Fatty liver disease (FLD) caused by metabolic dysfunction is the leading cause of liver disease and the prevalence is rising, especially in women. Although during reproductive age women are protected against FLD, for still unknown and understudied reasons some develop rapidly progressive disease at the menopause. The patatin-like phospholipase domain-containing 3 (PNPLA3) p.I148M variant accounts for the largest fraction of inherited FLD variability. In the present study, we show that there is a specific multiplicative interaction between female sex and PNPLA3 p.I148M in determining FLD in at-risk individuals (steatosis and fibrosis, P < 10-10; advanced fibrosis/hepatocellular carcinoma, P = 0.034) and in the general population (P < 10-7 for alanine transaminase levels). In individuals with obesity, hepatic PNPLA3 expression was higher in women than in men (P = 0.007) and in mice correlated with estrogen levels. In human hepatocytes and liver organoids, PNPLA3 was induced by estrogen receptor-α (ER-α) agonists. By chromatin immunoprecipitation and luciferase assays, we identified and characterized an ER-α-binding site within a PNPLA3 enhancer and demonstrated via CRISPR-Cas9 genome editing that this sequence drives PNPLA3 p.I148M upregulation, leading to lipid droplet accumulation and fibrogenesis in three-dimensional multilineage spheroids with stellate cells. These data suggest that a functional interaction between ER-α and PNPLA3 p.I148M variant contributes to FLD in women.

Genome-wide association meta-analysis identifies 17 loci associated with nonalcoholic fatty liver disease.
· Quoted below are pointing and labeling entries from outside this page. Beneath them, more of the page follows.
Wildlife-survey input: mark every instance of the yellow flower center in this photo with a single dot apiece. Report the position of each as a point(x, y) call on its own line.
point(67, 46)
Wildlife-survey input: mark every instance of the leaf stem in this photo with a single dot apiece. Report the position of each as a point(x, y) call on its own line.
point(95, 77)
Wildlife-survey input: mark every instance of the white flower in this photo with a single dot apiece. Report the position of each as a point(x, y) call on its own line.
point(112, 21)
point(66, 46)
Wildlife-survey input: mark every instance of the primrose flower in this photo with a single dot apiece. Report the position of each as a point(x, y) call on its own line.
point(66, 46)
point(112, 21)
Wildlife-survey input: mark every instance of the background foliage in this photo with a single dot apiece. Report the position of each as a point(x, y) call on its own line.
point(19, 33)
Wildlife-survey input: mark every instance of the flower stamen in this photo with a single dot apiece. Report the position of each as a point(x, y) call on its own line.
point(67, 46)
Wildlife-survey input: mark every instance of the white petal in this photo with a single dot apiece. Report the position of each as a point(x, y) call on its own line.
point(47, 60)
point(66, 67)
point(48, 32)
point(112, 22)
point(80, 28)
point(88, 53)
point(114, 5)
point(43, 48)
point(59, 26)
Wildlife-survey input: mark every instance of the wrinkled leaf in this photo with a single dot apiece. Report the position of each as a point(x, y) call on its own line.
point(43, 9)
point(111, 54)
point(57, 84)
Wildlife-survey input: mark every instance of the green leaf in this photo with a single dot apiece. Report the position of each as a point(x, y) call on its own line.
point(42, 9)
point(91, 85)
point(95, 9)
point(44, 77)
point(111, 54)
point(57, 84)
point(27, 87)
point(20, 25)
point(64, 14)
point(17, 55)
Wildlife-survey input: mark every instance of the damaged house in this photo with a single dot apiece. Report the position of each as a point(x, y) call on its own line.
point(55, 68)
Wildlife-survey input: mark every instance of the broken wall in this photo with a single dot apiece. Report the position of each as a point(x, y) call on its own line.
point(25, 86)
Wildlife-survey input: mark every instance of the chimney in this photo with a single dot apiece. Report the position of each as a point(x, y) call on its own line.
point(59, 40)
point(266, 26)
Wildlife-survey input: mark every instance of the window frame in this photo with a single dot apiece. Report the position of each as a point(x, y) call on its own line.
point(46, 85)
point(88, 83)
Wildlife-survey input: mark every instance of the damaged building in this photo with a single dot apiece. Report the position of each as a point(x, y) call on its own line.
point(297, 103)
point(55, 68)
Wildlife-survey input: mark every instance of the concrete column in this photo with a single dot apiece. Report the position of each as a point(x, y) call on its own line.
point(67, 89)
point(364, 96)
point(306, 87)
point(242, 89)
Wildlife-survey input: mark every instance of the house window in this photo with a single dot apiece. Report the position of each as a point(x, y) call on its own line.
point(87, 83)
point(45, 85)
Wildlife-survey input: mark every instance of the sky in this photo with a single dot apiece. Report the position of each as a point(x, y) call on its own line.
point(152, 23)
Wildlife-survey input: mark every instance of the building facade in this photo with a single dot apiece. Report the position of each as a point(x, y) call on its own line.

Nonalcoholic fatty liver disease (NAFLD) is common and partially heritable and has no effective treatments. We carried out a genome-wide association study (GWAS) meta-analysis of imaging (n = 66,814) and diagnostic code (3,584 cases versus 621,081 controls) measured NAFLD across diverse ancestries. We identified NAFLD-associated variants at torsin family 1 member B (TOR1B), fat mass and obesity associated (FTO), cordon-bleu WH2 repeat protein like 1 (COBLL1)/growth factor receptor-bound protein 14 (GRB14), insulin receptor (INSR), sterol regulatory element-binding transcription factor 1 (SREBF1) and patatin-like phospholipase domain-containing protein 2 (PNPLA2), as well as validated NAFLD-associated variants at patatin-like phospholipase domain-containing protein 3 (PNPLA3), transmembrane 6 superfamily 2 (TM6SF2), apolipoprotein E (APOE), glucokinase regulator (GCKR), tribbles homolog 1 (TRIB1), glycerol-3-phosphate acyltransferase (GPAM), mitochondrial amidoxime-reducing component 1 (MARC1), microsomal triglyceride transfer protein large subunit (MTTP), alcohol dehydrogenase 1B (ADH1B), transmembrane channel like 4 (TMC4)/membrane-bound O-acyltransferase domain containing 7 (MBOAT7) and receptor-type tyrosine-protein phosphatase δ (PTPRD). Implicated genes highlight mitochondrial, cholesterol and de novo lipogenesis as causally contributing to NAFLD predisposition. Phenome-wide association study (PheWAS) analyses suggest at least seven subtypes of NAFLD. Individuals in the top 10% and 1% of genetic risk have a 2.5-fold to 6-fold increased risk of NAFLD, cirrhosis and hepatocellular carcinoma. These genetic variants identify subtypes of NAFLD, improve estimates of disease risk and can guide the development of targeted therapeutics.